Last December, my 2-year-old daughter, Ashlyn, and I had been visiting my parents in Atlanta for the holidays. I had to get home to Minneapolis for work, so we planned to fly back the day before, with a layover in Detroit. My dad works for an airline and I fly for free, but I have to go on standby.
That day everyone, it seemed, wanted to get home, and during the layover in Detroit I kept getting bumped from one flight to the next. Eventually I learned it might be a couple of days until I could fly out. I was tired at that point and Ashlyn was cranky, so what I should have done was book a hotel room and get some sleep. But then I would have missed work—so what I did instead was rent a car and start driving the 13-hour journey home.
Near-Fatal Fatigue
I drove straight through the night with Ashlyn sleeping in the back. After about 10 hours I just couldn't keep my eyes open anymore. At about 5 a.m., I fell asleep at the wheel on highway I-94 just as I was approaching the two-lane bridge that spans the Red Cedar River in Menomonie, Wisconsin. I woke up and realized I was going fast, maybe 70 miles per hour.
We crashed into the cement wall of the bridge. I hit my head against the side window. You'd think the car would've just crumpled, but instead it bounced over the guardrail and plunged about 200 feet straight into the icy river. It felt like I was on a roller coaster that flips back and forth. The front end of the car pierced the ice at a 45-degree angle, with the back end sticking up in the air.
The earlier blow to my head had knocked me out a bit, and I was in and out of consciousness. The freezing cold water from the river seeping into the seams of the front door woke me up. I heard Ashlyn crying and turned around to see that she was fine. Every part of the car was smashed except for my seat and where Ashlyn was sitting. I had glass in my hair, in my skin, and on the side of my face. Ashlyn's face was scraped, but it was very minor.
A Desperate Climb
The driver's side of the car was tilting toward the ice. I grabbed Ashlyn and punched out the chunks of glass that were still in the door window. Then Ashlyn and I fell through the window onto the ice. The ice was literally holding up the car, but river water was forming a pool around it. Luckily the ice never broke open, but I heard it cracking.
We were about 40 feet from the river's edge, and it was dark. I headed toward land and looked up at the embankment—it was steep, maybe at a 70-degree angle, and covered in ice and snow with some shrubs sticking out. I knew there was no way I could climb it, not with Ashlyn in my arms and probably not even without her.
The temperature was -10°F, and we were both soaking wet. Ashlyn had her winter coat on; I was wearing only a light hoodie. We were in the middle of nowhere. Cars were racing over the bridge. No one had seen us go over and no one could see us now. I started climbing the hill. I grabbed onto weeds and little bushes, and I must have tried and slid down 20 times, the shrubbery breaking off in my hand.

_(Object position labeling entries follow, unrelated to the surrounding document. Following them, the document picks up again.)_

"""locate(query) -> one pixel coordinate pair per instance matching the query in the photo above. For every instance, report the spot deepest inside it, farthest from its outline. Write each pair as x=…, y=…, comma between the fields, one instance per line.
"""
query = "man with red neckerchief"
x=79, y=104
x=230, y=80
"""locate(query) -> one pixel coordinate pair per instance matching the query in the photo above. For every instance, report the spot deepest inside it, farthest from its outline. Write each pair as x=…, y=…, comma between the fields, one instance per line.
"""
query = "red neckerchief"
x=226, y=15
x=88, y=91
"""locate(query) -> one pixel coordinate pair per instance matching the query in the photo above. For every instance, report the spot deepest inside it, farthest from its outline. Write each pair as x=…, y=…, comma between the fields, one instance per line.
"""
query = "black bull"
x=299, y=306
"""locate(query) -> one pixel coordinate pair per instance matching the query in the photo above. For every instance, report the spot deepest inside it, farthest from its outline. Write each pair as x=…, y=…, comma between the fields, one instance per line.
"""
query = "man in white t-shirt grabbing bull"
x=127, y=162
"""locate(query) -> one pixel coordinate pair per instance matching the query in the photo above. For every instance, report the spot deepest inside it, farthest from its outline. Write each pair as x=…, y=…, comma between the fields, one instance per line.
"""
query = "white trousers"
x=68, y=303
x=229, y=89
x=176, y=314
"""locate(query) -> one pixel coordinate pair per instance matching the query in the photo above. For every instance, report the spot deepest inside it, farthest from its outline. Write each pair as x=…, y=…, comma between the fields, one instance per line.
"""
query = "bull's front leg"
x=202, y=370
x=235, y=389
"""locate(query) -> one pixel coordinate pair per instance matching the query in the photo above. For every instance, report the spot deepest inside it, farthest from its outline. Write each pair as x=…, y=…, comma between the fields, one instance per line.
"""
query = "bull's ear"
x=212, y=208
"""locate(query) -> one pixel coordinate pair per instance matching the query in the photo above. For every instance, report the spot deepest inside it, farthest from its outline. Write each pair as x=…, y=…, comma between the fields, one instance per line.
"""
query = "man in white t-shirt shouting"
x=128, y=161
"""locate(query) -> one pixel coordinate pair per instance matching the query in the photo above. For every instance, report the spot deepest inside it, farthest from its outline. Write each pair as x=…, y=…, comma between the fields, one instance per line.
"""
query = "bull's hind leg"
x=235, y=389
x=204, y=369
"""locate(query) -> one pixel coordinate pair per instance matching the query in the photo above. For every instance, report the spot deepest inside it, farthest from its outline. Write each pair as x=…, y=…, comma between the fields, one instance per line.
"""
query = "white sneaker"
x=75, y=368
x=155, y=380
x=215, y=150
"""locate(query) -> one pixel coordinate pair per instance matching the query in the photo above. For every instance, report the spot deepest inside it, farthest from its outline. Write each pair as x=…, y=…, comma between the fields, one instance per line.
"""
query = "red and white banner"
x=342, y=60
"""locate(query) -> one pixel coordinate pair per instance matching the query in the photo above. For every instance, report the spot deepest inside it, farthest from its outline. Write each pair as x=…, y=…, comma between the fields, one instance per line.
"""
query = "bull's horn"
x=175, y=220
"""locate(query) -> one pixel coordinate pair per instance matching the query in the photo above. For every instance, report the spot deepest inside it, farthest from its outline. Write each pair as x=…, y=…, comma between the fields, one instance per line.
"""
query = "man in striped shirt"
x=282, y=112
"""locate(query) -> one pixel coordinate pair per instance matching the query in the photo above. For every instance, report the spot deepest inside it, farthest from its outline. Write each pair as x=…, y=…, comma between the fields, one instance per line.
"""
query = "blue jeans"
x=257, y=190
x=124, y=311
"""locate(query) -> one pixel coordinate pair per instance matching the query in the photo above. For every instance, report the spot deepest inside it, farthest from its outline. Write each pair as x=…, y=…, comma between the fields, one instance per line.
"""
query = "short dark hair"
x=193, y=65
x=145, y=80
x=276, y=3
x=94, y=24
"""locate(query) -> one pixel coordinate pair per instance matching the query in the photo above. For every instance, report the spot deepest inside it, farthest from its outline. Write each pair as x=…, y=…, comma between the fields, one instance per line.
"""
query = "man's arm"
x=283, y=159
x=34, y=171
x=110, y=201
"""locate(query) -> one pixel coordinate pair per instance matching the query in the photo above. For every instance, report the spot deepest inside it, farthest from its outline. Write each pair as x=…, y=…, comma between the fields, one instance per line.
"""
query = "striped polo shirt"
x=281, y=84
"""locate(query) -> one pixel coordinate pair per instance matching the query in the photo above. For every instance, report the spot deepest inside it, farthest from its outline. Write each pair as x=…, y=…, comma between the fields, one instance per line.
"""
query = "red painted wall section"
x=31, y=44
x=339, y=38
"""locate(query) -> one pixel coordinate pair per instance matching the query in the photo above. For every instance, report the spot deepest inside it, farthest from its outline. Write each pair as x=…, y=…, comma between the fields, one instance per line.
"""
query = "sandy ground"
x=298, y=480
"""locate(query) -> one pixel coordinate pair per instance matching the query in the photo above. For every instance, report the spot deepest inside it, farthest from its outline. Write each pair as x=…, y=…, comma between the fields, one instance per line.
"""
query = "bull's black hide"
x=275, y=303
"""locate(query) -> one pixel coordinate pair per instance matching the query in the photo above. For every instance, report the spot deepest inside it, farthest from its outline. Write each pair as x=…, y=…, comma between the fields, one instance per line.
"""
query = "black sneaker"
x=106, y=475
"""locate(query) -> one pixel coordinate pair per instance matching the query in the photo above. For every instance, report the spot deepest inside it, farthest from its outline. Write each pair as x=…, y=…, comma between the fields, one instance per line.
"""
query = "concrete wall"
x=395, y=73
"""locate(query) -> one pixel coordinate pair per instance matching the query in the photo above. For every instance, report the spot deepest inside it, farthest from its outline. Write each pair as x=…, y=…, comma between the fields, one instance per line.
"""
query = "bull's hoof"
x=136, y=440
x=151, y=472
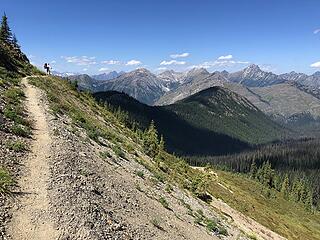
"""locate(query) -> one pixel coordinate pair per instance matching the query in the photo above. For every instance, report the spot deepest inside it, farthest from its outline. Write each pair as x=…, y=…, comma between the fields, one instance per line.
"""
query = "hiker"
x=47, y=68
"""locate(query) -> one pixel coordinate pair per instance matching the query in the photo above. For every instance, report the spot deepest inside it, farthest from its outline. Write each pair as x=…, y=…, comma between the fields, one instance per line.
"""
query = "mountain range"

Then, the weirdest thing happened, like a wind lifting me under my arms—most likely a burst of adrenaline—and I felt like I was being pushed up that embankment. I reached the guardrail, which was eight feet high. I hate to say it, but I threw Ashlyn over into a big hump of snow before climbing over it myself. I had no choice. I picked her up and ran to the other side of the road so I could flag down a car.
Only a few cars were passing. No one stopped. I saw the headlights of a car coming from the opposite direction and ran across the highway, jumped over the median and to the side of the road. But that car passed us too. Ashlyn and I were frozen ice cubes. I thought she'd lose her fingers and toes. I was dizzy from the cold, seeing black spots in front of me. I kept feeling as though I were about to faint.
I tried waving down cars for 45 minutes with no luck. I was so desperate. I actually thought about leaving Ashlyn on the side of the road and jumping in front of a car so it would hit me and then it would stop and my daughter would be saved.
I started running along the highway, to see if I could find anything, a gas station or pay phone. I held Ashlyn close to my chest to keep her warm. She'd been crying the whole time, but now she was quiet. She spoke only when I stopped running. "Don't stop, Mommy," she yelled. "Don't stop." It's like she knew we might freeze to death.
I thought maybe I would find some help at the next exit, so I ran another quarter mile, and when I reached it I saw a parking lot with a single truck parked in it. Just then I saw its lights go on and heard the engine start up. I thought, This is my only chance, and ran down the hill like a crazy person. The driver started pulling out, and I stood in front of the truck so he couldn't leave. I ran up to the window and told him I'd been in an accident. He called 911.
Other than hypothermia, Ashlyn and I were fine—no concussions, no frostbite—and we were in the hospital only for a couple of hours. To this day I can't really explain how we made it. The people who retrieved the car couldn't understand how we'd gotten up the embankment—they had to go down using ropes. Everyone who saw that car sticking straight up in the river called our survival a "little miracle."